夏の終わりの風物詩



すぐ近くで、本当にすぐ近くで、花火を見上げたことは、あるかい?
まるで自分のまわりを覆うように降り注いでくる光が誰かさんを彷彿とさせる…
なんてこと、隣にいる本人にはとてもじゃないけど言えやしない。
それが嬉しかった、なんて、もっと言えないけどね。



「自分が真ん中にいるみたいだったね」
胸ポケットから取り出したソフトケースを軽く振って、タバコを口にくわえる。
「あ? あぁ、今日の花火はデカかったからな」
少し強い風を手で覆って、火を点けてくれる。
「大きいのって、いいね」
僕はありがとうの意味で笑って、ランチを見上げた。
「…そう言いながら、何で俺を見るんだよ」
「いや、錯覚って怖いなって思ったんだよ」
そう、錯覚だ。
隣に君が居ることで、真ん中にいるような錯覚。
僕がいくらうろちょろしても、君の許容範囲にいる限り起こる錯覚。
君を見上げることを止めなければ、止むことのない、錯覚だよ。
「錯覚、ね…。

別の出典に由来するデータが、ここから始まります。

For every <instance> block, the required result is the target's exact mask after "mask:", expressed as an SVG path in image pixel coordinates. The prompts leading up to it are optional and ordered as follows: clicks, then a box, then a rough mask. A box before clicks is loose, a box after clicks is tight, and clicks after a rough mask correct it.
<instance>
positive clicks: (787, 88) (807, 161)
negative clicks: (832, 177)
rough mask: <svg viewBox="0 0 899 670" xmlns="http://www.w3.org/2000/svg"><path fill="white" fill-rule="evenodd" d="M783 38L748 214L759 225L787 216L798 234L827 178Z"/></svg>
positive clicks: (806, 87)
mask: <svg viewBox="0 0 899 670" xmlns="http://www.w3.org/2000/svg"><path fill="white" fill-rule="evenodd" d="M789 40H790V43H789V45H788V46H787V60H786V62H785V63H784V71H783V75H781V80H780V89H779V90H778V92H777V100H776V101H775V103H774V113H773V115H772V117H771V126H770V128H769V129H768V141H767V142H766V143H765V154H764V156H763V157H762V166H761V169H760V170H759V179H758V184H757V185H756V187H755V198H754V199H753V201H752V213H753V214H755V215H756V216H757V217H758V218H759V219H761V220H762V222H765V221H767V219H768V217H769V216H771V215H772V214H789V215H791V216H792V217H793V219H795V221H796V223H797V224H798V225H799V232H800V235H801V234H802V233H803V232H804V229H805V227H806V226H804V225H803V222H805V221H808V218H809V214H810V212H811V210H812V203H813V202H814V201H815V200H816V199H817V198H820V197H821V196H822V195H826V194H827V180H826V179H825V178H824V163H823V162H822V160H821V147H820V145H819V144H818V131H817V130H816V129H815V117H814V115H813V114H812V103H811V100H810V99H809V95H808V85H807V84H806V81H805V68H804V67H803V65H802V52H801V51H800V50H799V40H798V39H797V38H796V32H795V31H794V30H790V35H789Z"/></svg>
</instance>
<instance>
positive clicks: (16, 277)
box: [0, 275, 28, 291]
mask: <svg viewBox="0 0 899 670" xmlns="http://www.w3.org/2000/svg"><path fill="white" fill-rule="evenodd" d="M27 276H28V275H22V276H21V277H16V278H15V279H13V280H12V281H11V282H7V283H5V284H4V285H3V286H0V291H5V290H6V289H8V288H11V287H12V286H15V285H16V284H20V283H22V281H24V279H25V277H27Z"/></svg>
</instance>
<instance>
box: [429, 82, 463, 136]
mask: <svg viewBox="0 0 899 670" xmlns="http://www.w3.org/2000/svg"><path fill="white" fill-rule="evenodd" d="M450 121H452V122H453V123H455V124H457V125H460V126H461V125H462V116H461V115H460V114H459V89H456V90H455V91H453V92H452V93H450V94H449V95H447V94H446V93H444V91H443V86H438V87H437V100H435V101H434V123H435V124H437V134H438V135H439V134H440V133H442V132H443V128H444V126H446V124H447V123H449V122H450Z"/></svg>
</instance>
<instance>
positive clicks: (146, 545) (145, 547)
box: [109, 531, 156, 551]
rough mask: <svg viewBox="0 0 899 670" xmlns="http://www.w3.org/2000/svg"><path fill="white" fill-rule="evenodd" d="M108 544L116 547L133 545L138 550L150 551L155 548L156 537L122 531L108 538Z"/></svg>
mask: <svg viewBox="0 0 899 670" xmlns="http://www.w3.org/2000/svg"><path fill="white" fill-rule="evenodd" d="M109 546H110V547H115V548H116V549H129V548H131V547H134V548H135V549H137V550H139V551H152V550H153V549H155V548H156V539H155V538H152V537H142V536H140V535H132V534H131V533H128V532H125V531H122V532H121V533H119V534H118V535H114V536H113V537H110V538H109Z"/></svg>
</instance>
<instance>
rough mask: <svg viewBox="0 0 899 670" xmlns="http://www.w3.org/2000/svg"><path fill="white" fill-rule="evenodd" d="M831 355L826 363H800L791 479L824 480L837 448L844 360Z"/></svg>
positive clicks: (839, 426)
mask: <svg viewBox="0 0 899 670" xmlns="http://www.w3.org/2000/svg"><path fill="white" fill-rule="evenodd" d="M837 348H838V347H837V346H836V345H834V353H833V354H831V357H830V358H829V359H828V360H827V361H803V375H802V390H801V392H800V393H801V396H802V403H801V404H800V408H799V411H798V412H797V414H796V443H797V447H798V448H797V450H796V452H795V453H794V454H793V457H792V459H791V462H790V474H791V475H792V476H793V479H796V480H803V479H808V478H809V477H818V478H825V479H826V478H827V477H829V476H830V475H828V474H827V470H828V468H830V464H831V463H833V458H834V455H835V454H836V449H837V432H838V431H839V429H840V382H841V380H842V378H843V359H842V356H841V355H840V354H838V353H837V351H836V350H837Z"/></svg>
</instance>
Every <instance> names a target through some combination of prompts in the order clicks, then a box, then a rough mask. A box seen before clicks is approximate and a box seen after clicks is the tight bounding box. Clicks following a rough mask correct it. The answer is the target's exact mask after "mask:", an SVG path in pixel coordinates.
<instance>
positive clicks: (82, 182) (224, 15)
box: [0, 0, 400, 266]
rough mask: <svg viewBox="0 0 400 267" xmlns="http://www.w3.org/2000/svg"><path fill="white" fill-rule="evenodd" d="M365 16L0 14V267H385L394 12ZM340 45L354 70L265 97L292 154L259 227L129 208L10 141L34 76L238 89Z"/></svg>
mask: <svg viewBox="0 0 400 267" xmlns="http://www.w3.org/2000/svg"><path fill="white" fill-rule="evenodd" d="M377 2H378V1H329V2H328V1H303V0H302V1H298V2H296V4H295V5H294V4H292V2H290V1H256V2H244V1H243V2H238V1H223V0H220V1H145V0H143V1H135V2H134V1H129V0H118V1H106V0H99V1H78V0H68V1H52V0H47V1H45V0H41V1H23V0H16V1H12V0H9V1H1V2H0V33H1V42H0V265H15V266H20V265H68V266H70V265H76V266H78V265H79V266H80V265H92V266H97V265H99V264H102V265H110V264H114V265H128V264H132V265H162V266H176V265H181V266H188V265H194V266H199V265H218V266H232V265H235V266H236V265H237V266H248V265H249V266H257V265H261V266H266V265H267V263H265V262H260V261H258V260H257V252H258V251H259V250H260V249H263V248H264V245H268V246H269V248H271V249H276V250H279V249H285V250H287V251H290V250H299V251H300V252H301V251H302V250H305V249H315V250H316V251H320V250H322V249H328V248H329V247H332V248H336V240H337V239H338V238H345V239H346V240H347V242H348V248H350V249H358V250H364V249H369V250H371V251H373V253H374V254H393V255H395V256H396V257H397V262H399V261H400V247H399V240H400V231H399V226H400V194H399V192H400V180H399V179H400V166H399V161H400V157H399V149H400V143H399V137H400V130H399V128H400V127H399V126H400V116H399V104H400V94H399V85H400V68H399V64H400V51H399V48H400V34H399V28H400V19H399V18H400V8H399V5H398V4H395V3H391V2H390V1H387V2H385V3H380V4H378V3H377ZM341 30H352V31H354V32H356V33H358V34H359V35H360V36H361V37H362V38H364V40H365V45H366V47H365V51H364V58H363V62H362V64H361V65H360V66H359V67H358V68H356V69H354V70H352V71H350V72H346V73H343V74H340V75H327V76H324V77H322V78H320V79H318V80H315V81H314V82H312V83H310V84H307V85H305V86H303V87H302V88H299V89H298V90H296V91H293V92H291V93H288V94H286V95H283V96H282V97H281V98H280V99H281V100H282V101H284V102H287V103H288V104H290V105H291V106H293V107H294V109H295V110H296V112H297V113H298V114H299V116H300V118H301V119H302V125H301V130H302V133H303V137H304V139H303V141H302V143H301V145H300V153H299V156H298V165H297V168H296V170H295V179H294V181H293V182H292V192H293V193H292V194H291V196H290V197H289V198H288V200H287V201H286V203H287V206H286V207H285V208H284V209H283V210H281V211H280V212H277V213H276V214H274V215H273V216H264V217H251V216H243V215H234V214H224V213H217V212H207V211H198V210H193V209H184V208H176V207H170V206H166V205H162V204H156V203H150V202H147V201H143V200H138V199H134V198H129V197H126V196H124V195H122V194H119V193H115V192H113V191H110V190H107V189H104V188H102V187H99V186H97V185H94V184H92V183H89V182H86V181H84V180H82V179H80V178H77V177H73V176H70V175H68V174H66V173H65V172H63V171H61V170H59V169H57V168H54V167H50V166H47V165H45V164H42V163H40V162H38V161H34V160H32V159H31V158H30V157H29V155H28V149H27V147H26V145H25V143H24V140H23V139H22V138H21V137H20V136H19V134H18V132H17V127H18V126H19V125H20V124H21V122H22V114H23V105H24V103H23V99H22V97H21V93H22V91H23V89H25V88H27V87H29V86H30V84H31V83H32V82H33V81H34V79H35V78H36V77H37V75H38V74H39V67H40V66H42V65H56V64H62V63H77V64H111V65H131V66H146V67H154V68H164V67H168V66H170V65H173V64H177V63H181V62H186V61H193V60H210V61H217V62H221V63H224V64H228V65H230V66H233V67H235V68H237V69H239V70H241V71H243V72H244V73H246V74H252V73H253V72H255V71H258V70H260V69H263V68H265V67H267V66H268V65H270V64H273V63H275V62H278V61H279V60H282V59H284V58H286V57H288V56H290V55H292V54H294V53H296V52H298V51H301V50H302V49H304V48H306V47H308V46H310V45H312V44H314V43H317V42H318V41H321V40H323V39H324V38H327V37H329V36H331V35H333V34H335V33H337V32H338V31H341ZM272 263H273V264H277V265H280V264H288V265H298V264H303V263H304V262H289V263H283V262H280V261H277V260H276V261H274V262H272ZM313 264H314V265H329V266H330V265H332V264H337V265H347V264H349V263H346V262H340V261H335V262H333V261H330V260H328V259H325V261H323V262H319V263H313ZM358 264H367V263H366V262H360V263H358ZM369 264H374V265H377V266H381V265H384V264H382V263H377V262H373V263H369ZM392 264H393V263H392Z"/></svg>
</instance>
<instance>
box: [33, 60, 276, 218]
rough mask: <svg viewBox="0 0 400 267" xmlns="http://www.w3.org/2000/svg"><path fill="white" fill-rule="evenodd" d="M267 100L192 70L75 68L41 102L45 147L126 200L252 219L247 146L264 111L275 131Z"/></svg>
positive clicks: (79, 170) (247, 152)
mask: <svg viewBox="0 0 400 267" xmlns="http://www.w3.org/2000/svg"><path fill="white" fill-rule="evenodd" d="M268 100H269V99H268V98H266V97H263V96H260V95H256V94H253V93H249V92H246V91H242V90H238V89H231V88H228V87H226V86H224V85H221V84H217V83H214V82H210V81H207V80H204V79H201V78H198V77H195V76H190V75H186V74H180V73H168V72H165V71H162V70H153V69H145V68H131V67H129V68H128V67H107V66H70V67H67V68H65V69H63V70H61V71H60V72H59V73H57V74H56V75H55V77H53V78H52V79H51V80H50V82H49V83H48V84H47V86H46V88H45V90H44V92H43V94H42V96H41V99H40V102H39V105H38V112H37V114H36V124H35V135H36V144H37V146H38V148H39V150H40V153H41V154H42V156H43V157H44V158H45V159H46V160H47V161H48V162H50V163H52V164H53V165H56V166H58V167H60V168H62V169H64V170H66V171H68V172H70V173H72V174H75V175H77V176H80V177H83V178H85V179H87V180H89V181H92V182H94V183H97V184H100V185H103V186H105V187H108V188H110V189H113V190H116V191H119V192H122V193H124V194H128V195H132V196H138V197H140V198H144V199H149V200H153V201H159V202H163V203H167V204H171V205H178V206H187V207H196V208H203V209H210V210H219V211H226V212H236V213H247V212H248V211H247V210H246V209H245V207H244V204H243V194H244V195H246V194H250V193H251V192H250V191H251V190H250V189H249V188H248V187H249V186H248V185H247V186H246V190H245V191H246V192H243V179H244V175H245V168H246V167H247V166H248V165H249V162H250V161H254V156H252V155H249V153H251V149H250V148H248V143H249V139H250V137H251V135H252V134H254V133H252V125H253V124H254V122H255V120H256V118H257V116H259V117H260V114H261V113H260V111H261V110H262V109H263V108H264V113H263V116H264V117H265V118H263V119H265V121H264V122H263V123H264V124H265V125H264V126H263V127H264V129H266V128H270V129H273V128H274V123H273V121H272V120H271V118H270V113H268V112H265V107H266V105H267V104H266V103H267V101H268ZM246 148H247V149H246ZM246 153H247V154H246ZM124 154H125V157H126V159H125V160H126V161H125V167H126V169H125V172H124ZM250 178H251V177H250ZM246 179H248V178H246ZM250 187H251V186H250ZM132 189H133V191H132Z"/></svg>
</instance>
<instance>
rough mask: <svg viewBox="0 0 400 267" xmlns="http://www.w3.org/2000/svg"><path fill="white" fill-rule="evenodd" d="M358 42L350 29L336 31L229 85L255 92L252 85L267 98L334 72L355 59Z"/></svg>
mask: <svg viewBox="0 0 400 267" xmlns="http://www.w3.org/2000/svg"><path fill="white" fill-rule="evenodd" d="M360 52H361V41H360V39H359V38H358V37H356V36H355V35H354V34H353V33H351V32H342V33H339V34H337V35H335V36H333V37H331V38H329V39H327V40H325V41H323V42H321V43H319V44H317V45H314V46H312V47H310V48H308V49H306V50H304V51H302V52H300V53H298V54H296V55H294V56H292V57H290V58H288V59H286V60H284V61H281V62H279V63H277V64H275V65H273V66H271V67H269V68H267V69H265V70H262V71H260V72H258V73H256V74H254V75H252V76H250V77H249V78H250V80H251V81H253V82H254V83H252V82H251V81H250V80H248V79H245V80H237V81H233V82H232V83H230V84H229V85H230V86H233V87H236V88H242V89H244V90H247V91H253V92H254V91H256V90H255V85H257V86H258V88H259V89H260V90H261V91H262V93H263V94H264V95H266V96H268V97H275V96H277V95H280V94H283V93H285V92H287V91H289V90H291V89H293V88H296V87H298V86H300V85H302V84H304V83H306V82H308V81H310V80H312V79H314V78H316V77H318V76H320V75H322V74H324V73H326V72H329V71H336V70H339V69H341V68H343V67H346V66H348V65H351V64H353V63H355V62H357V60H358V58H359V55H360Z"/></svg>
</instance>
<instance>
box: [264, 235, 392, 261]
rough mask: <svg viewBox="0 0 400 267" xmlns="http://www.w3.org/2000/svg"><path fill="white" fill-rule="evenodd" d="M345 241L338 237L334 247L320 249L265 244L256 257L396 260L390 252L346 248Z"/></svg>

けどよ、あんたが見たものがあんたの世界では正しいんだぜ?」
そう、言われ続けて、僕は錯覚を錯覚と認識することすら出来なくなるんだ。
「君も、真ん中にいたのかい?」
「いや…俺は、見てるものが違ったからな」
意地悪なことを、言ってみようか?
「花火を見に来て、綺麗な浴衣のお姉さんでも見てたのかな」
だけどランチは苦笑いをして。
「隣で口開けたまま呆然としてるヤツの手に持ったタバコを見てたんだよ」
言われて、始めて気付いた。
「あれ? そういえば、その時吸ってたタバコ、どうしたんだろう」
「…まったく呆れるぜ。落としたことにも気付いてねぇのか」
「あぁ、それでか。君が何かを捨てに行ってたのは」
言って、始めて気付いた。
ランチが、喉の奥で笑う。
「それは、気付いてたのか」
同じように、喉の奥で笑った。
「…それはね、気付いちゃうんだよ」

僕の真ん中にいるのは、どうやら、僕じゃないみたいだね。